Thursday, July 9, 2009

Mutual Fund Costs and Share Classes

Most of us are hard-wired to perceive high-cost items as being more valuable than lower-cost alternatives. While that might be true in some areas of life, when it comes to investing in mutual funds, selecting funds with low expenses is a great way to increase your chance of investing success.

Numerous studies have shown that mutual funds with low expenses tend to outperform funds with high expenses over time.

The world of mutual fund investing can be broken down into two groups: no-load (no commission) funds and loaded (commission) funds. No-load funds charge an expense ratio that includes a management fee and 12b-1 fee, although many no-load funds don’t charge 12b-1 fees. Loaded funds - classified as either A, B, or C shares - charge expense ratios and pay various types of commissions to the advisors that sell them.
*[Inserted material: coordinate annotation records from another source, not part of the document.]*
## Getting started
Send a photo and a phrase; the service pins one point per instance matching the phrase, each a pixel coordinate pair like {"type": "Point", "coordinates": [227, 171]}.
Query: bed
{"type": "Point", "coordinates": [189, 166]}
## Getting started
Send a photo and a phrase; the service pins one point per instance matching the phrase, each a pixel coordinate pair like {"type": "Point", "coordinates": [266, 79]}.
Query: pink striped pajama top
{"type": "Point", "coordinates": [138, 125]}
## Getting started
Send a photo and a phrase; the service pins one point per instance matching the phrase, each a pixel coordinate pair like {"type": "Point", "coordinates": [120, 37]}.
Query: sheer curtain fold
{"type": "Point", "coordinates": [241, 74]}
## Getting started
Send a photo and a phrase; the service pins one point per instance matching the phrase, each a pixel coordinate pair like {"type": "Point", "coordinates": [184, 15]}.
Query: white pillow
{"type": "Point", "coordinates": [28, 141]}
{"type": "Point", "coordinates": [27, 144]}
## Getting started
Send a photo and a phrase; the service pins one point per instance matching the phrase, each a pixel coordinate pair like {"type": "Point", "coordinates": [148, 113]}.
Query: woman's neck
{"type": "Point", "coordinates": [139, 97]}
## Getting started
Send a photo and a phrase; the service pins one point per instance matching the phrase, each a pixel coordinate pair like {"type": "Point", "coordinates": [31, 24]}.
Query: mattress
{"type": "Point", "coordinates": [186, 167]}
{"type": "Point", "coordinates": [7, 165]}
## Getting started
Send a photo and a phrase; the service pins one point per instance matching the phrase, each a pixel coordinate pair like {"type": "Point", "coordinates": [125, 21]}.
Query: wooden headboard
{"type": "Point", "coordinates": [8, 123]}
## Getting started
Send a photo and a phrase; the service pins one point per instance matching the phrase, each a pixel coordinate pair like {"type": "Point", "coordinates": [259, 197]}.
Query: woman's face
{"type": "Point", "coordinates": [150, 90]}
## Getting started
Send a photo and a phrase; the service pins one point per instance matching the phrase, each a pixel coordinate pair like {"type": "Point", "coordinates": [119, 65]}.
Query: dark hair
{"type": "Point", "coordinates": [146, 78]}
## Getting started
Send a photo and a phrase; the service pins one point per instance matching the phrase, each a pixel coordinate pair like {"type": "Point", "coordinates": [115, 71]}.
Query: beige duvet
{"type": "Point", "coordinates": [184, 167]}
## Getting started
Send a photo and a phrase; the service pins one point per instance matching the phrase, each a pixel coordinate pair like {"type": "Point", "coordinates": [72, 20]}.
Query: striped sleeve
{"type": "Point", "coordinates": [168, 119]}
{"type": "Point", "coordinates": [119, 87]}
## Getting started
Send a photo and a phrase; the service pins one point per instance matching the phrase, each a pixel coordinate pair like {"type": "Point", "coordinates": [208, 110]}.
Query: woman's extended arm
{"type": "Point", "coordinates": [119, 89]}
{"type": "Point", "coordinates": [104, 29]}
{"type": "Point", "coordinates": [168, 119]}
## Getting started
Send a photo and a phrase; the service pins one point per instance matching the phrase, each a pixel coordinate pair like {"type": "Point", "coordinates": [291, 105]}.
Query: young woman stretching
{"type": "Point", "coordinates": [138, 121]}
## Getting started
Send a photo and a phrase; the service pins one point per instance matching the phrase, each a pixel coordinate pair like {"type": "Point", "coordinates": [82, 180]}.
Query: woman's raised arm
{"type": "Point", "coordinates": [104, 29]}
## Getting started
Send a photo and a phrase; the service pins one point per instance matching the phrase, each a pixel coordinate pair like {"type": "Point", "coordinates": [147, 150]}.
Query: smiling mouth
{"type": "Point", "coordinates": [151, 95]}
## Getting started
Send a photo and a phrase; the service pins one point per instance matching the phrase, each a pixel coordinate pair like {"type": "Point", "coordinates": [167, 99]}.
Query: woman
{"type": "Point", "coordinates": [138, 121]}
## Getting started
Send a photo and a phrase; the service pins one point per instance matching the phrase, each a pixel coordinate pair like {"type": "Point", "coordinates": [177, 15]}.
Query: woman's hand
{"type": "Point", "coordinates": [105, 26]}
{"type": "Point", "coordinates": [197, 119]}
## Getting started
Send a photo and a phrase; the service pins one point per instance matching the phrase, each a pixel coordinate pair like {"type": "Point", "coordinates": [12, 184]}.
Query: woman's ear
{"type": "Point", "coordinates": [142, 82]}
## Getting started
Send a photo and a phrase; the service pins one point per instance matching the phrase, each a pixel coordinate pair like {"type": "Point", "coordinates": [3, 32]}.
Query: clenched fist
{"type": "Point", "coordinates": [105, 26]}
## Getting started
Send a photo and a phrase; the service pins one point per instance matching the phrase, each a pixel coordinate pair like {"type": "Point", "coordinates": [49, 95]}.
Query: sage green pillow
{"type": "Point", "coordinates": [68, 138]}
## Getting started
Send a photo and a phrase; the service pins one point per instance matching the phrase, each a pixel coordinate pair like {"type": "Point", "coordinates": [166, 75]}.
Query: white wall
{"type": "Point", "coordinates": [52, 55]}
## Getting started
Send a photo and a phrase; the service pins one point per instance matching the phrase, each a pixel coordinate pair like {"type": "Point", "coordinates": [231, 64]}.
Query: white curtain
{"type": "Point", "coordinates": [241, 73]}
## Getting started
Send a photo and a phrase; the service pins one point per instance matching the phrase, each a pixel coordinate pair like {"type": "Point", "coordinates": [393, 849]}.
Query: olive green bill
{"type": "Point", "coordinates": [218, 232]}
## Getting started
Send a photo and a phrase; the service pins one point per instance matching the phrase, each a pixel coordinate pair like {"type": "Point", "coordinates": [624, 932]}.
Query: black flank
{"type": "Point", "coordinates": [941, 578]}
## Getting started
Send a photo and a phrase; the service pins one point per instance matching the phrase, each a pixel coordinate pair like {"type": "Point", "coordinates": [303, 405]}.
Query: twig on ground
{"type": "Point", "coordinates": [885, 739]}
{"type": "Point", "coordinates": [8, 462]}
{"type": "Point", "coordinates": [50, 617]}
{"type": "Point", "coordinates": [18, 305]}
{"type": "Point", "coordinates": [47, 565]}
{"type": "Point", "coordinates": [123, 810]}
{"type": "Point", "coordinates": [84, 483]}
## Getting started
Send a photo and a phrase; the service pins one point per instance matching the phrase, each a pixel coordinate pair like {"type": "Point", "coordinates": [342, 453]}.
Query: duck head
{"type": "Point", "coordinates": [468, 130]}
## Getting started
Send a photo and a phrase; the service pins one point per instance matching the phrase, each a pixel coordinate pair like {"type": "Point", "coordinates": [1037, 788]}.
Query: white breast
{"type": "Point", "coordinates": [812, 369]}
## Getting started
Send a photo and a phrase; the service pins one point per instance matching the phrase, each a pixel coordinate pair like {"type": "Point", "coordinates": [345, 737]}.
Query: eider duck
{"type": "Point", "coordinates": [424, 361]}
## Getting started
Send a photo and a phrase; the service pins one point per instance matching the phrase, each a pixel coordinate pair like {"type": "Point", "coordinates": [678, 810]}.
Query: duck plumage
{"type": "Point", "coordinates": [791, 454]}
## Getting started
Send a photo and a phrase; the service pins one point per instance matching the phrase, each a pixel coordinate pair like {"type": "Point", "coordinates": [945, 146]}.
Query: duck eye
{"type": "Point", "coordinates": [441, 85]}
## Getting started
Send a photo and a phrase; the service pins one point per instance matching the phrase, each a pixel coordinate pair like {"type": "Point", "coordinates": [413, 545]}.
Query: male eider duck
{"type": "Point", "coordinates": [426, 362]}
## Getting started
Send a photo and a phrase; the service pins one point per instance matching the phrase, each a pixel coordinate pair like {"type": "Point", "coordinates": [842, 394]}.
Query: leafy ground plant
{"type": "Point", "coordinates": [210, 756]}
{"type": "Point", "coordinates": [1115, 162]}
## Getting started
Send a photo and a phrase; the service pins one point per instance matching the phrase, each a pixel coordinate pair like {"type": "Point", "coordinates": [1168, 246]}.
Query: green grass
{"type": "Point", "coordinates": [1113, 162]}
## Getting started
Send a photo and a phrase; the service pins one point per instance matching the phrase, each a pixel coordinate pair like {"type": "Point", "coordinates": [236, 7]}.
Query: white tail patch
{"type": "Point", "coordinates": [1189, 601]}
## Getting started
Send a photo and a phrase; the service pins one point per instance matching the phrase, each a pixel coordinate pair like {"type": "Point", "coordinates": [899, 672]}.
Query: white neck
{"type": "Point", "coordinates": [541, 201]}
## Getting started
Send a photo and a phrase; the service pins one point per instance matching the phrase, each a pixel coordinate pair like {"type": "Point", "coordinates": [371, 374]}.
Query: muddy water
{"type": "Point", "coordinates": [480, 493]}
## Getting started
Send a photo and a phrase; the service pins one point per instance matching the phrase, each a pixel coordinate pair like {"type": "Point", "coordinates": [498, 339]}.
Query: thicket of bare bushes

Expense Ratio: Includes the management fee and any 12b-1 fee that is charged. All mutual funds will have an expense ratio.

Management Fee: Pays the fund manager and covers record keeping, accounting, auditing, and other expenses. All mutual funds will have a management fee.

12b-1 Fee: A sales charge that is paid to the selling agent to cover marketing of the fund. By law, no-load funds can’t charge a 12b-1 fee over 0.25%, but loaded funds can accept 12b-1 fees.) All loaded funds will have 12b-1 fees, but many no-load funds will not have 12b-1 fees

Loaded mutual funds (funds that charge commissions) will be classified as A, B or C shares.

Class A Shares: Charge an up front commission, deducted from your initial investment, that usually starts around 5.75%. Discounts, or “breakpoints”, are available under certain circumstances. A shares can be “load waived” as well, meaning the front end load is waived, but 12b-1 fees still apply.

Class B Shares: Charge a back-end commission starting around 5% that declines over 5 to 10 years until eliminated. B shares charge a high 12b-1 fee to compensate for the commission paid to the selling agent.

Class C Shares: Usually charge a 1% back-end load if sold within the first year. C shares charge a 12b-1 fee of 1.00% that goes to the selling agent. Don’t let an advisor tell you that a Class C share is a “no-load fund”! It isn’t!

Now that you know the various fees charged by mutual funds, you can look at your portfolio and figure out what you’ve been paying.

My advice is to avoid loaded mutual funds in favor of no-load funds with low expense ratios and no 12b-1 fees. Those are the types of funds I purchase for myself and recommend to my clients.